To alleviate the anger of the queen Brunehilde, his wife, Sigebert Ier, Chilpéric at an assembly chaired by their brother Gontran convened, who decided that the cities that Galswinthe had received as field and from present at the time of its marriage, would become immediately the property of Brunehilde and of its heirs. Chilpéric seemed to subject to the decision his/her brothers to save time, but it was not solved with the loss of its good cities. It was the beginning of a civil war between the two families. Gregoire de Tours reports that consequently, alternated attacks for the resumption of these cities and periods of peace between Sigebert and Chilpéric which tore with an extreme strength. In this fight, Sigebert had the advantage. But whereas it had succeeded in taking from his brother almost all his cities, it was stabbed into 575 by the poisoned knives of two emissary sent by Frédégonde. It was one of the many murders financed by Frédégonde which prevailed as well in the camp of his/her brother-in-law, as in the rows neustriens, among the potential rivals of its son, the future Clotaire II, which she wanted to ensure the throne. In 586, it also made assassinate in its Cathédrale the bishop of Rouen Prétextat. In particular, it was caught some with wire of Chilpéric, that this last had had its first unions (Mérovée, Clovis) like with their mother, Audevère († 580).

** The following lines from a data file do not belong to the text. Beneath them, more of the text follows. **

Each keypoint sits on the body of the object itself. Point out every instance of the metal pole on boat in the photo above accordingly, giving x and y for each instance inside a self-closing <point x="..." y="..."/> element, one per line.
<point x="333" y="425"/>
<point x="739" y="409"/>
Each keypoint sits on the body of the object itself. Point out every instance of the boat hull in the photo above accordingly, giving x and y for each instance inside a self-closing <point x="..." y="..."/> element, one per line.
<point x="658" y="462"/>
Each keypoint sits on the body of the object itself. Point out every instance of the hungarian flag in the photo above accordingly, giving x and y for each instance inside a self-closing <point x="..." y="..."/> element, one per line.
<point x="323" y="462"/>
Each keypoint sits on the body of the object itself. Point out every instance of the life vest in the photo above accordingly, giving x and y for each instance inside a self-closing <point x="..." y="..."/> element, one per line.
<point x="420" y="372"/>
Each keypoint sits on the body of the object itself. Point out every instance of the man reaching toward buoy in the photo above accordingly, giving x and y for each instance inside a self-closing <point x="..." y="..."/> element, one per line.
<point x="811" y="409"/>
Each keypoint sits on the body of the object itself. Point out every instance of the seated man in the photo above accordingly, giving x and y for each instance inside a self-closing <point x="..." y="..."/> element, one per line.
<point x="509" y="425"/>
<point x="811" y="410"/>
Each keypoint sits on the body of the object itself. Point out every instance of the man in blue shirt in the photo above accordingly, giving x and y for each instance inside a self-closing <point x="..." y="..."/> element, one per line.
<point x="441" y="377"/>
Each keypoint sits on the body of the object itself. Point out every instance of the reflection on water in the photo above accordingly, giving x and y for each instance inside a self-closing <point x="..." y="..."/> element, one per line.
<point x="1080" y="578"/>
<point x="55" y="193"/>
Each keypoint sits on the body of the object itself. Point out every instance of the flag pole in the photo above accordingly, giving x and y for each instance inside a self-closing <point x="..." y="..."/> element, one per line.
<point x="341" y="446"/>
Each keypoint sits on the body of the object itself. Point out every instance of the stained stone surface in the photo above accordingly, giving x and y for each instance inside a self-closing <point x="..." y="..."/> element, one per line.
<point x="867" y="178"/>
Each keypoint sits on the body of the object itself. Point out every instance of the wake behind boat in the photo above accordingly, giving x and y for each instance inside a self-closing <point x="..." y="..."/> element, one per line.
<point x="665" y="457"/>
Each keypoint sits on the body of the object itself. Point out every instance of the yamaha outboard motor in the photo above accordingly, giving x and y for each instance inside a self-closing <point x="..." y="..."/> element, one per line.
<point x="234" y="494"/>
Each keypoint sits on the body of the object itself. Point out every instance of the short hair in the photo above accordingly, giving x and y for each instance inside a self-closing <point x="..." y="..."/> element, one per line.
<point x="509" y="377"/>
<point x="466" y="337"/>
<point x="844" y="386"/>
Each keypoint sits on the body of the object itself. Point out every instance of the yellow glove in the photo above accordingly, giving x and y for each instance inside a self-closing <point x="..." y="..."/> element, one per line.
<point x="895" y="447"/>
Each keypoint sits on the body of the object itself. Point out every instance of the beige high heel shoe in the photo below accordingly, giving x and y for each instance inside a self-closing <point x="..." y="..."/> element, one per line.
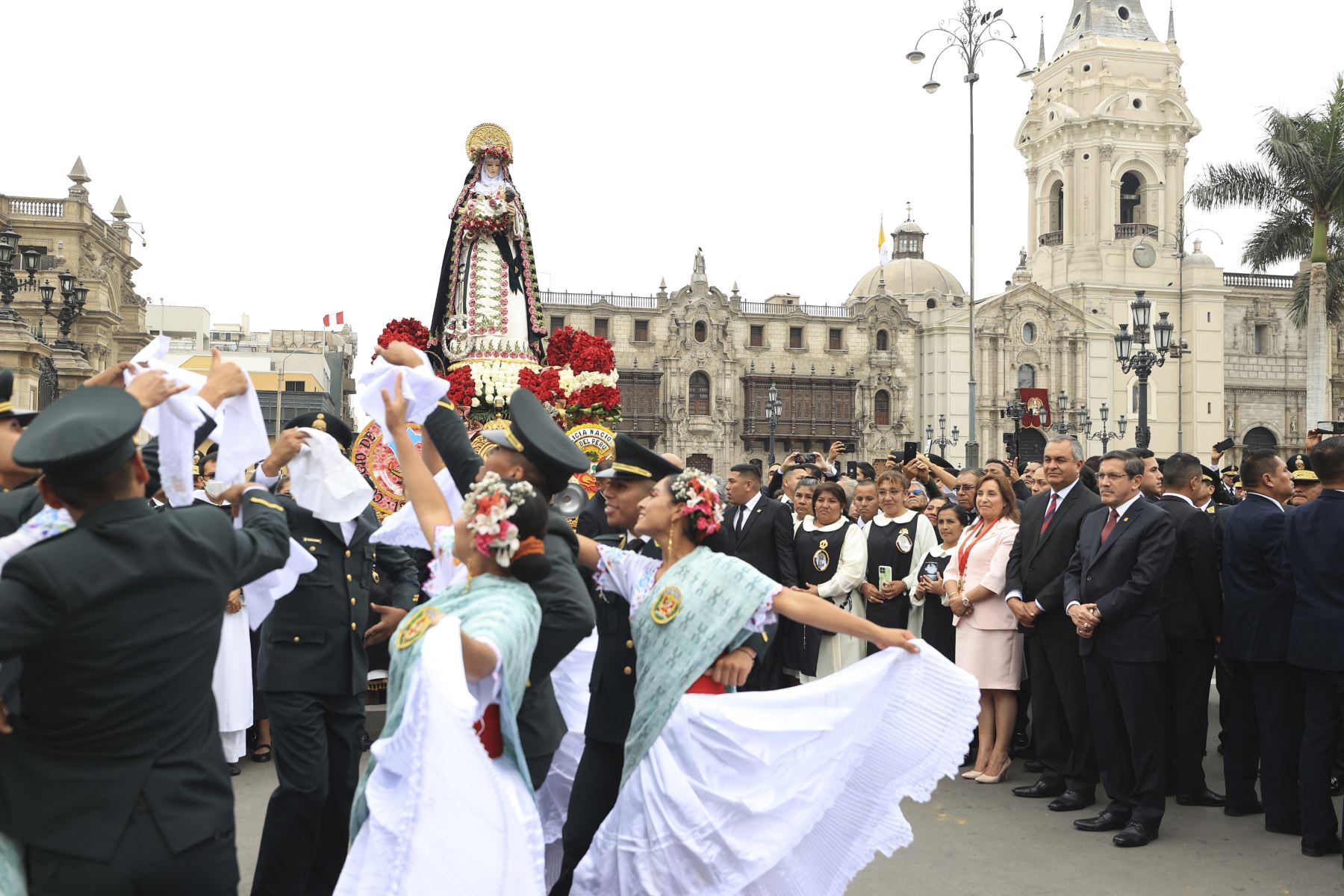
<point x="1003" y="773"/>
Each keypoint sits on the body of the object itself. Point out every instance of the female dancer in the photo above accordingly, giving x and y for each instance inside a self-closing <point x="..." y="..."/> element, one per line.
<point x="774" y="791"/>
<point x="449" y="759"/>
<point x="988" y="644"/>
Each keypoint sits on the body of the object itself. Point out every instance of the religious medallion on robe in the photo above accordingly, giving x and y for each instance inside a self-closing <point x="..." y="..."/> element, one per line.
<point x="667" y="606"/>
<point x="821" y="561"/>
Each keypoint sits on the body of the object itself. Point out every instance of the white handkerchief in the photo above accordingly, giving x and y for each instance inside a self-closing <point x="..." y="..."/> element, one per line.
<point x="421" y="388"/>
<point x="323" y="481"/>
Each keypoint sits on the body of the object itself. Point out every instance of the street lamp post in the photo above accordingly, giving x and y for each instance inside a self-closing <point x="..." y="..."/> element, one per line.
<point x="772" y="417"/>
<point x="1104" y="435"/>
<point x="971" y="33"/>
<point x="942" y="441"/>
<point x="1145" y="359"/>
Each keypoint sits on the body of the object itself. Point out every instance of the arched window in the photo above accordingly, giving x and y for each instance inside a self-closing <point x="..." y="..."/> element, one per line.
<point x="699" y="402"/>
<point x="1130" y="198"/>
<point x="1260" y="437"/>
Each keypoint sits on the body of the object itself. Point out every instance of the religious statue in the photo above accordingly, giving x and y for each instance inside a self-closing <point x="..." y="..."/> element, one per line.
<point x="488" y="304"/>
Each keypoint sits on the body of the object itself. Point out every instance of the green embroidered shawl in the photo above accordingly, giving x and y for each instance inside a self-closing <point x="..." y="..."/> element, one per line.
<point x="714" y="597"/>
<point x="503" y="612"/>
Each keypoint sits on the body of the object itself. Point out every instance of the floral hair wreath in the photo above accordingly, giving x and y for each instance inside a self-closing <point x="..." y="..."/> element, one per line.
<point x="702" y="500"/>
<point x="494" y="152"/>
<point x="488" y="508"/>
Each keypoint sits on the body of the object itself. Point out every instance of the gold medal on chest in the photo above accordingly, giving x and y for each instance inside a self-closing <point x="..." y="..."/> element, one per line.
<point x="417" y="623"/>
<point x="667" y="606"/>
<point x="821" y="561"/>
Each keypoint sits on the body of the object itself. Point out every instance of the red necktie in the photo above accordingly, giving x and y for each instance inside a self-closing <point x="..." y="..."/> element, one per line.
<point x="1110" y="526"/>
<point x="1050" y="511"/>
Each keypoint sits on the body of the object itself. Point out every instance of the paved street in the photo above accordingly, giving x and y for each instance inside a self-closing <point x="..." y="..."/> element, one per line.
<point x="977" y="840"/>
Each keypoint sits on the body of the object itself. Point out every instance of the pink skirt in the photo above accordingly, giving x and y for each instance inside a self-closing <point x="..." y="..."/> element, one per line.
<point x="992" y="656"/>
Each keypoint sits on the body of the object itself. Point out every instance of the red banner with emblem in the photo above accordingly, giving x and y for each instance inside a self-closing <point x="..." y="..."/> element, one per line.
<point x="1036" y="403"/>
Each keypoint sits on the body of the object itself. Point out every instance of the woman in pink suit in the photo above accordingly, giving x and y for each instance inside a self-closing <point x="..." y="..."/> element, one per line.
<point x="988" y="644"/>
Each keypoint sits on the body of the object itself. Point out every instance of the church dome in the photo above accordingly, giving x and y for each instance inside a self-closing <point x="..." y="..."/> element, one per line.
<point x="907" y="273"/>
<point x="907" y="277"/>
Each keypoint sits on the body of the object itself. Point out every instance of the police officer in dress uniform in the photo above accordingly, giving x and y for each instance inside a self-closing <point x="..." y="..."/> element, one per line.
<point x="535" y="449"/>
<point x="112" y="775"/>
<point x="597" y="780"/>
<point x="314" y="673"/>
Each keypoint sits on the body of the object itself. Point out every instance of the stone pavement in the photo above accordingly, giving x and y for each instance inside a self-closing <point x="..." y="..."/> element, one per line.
<point x="979" y="840"/>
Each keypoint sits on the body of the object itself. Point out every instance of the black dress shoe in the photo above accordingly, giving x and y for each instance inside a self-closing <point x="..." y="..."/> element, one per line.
<point x="1135" y="835"/>
<point x="1203" y="798"/>
<point x="1071" y="801"/>
<point x="1325" y="848"/>
<point x="1039" y="790"/>
<point x="1105" y="821"/>
<point x="1236" y="812"/>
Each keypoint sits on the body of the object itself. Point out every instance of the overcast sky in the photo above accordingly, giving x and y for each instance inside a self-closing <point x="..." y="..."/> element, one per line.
<point x="290" y="159"/>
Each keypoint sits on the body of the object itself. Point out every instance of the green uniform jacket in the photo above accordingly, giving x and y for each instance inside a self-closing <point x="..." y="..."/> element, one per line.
<point x="566" y="609"/>
<point x="117" y="622"/>
<point x="314" y="640"/>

Having thus eliminated all the royal family almost, Frédégonde was suspected of the murder of her husband in 584. The frightening queen then exerts regency in the name of her son Clotaire II, then four months old. She will have a very great responsibility in the weakening of the dynasty Mérovingienne. She will have to ask to the protection of the king de Bourgogne her brother-in-law Gontran Ier whom she will try to make assassinate. In 592, with died of Gontran, it took again the fight against the queen of Austrasie Brunehilde, woman of Sigebert Ier and sister of Galswinthe.

It should be noted that Gregoire de Tours describes Frédégonde like a cruel woman and makes it personally responsible for the war which tore Mérovingiens at its time. “I test dislike, acknowledged it, to tell the series of the civil wars which ruined the nations of the Francs…”

Murders financed by Frédégonde

  • the queen Galswinthe in 568.
  • Sigebert Ier, king d' Austrasie
  • the queen Audevère in 580.
  • Clovis, the son of Chilpéric Ier, after 580.
  • Prétextat, the archevèque one of Rouen, in 586.

Internal bonds

In the series of six titles on the topic of the mérovingiens Cavanna in a fictionalized but masterly way the epopee of Frédégonde and Brunehilde reports.